There seems to be two main objections. The first is that my proof leads to contradictions. This is an attempt to prove a contradiction to Tennebaum's theorem. If this proof is valid it can be used to prove anything including the idea that every set of natural numbers is recursive. Initially, I was trying to prove every finite set of natural numbers is recursive. This is enought to derive a contradiction. I was able to simplify the proof when I realized the set could be countable instead of finite.
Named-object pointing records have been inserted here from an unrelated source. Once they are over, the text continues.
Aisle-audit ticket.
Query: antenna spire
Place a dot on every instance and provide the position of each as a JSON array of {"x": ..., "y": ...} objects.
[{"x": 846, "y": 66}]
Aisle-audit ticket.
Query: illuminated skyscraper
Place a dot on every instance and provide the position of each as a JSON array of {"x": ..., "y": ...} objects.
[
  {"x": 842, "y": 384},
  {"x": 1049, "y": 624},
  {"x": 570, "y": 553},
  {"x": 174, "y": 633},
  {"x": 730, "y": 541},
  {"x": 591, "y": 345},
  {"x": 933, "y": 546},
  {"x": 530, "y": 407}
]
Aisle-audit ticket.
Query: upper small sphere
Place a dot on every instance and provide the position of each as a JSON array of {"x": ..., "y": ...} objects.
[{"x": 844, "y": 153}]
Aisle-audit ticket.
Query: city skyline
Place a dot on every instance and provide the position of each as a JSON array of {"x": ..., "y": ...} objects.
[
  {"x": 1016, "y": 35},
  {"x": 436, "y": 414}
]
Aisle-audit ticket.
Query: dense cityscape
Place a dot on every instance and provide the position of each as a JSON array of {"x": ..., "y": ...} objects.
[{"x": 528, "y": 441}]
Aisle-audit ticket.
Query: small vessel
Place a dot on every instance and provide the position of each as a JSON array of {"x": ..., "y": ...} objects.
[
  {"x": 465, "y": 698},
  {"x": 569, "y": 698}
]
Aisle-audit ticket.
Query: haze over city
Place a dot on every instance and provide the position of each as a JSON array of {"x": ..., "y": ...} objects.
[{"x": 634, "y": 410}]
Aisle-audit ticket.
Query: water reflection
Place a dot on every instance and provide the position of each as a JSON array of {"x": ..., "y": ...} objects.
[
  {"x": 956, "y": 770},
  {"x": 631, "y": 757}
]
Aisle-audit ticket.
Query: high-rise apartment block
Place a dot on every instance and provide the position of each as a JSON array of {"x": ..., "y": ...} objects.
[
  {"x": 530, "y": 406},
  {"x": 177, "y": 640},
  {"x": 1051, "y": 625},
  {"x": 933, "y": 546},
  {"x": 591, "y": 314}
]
The second objection is $\mathbb{A}$ is not a recursive set. This is not accurate. One can argue that addition as defined by $\mathbb{A}$ is not recursive. This is irrelevent to my argument. I make no assumptions about how $\mathbb{A}$ defines addition. I only assume $\mathbb{A}$ exists and is countable. I think the fact there is an injection from $\mathbb{A}$ to the standard natural numbers is enough for my proof to go through.

Answer 1

The flaw is the same as in this argument:

Let $A \subseteq \mathbb{N}$ be an infinite set of natural numbers that is not computably enumerable. Then $A$ is countably infinite; let $f \colon \mathbb{N} \to A$ be a bijection. We can enumerate $A$ as $f(0), f(1), f(2), \ldots$. This gives a procedure for enumerating $A$, so $A$ is computably enumerable, which is a contradiction.

The bijection $f$ in that argument will not be computable, and so the procedure given is not effective. It is true that every countable set is in bijection with the natural numbers, but the bijections are rarely computable.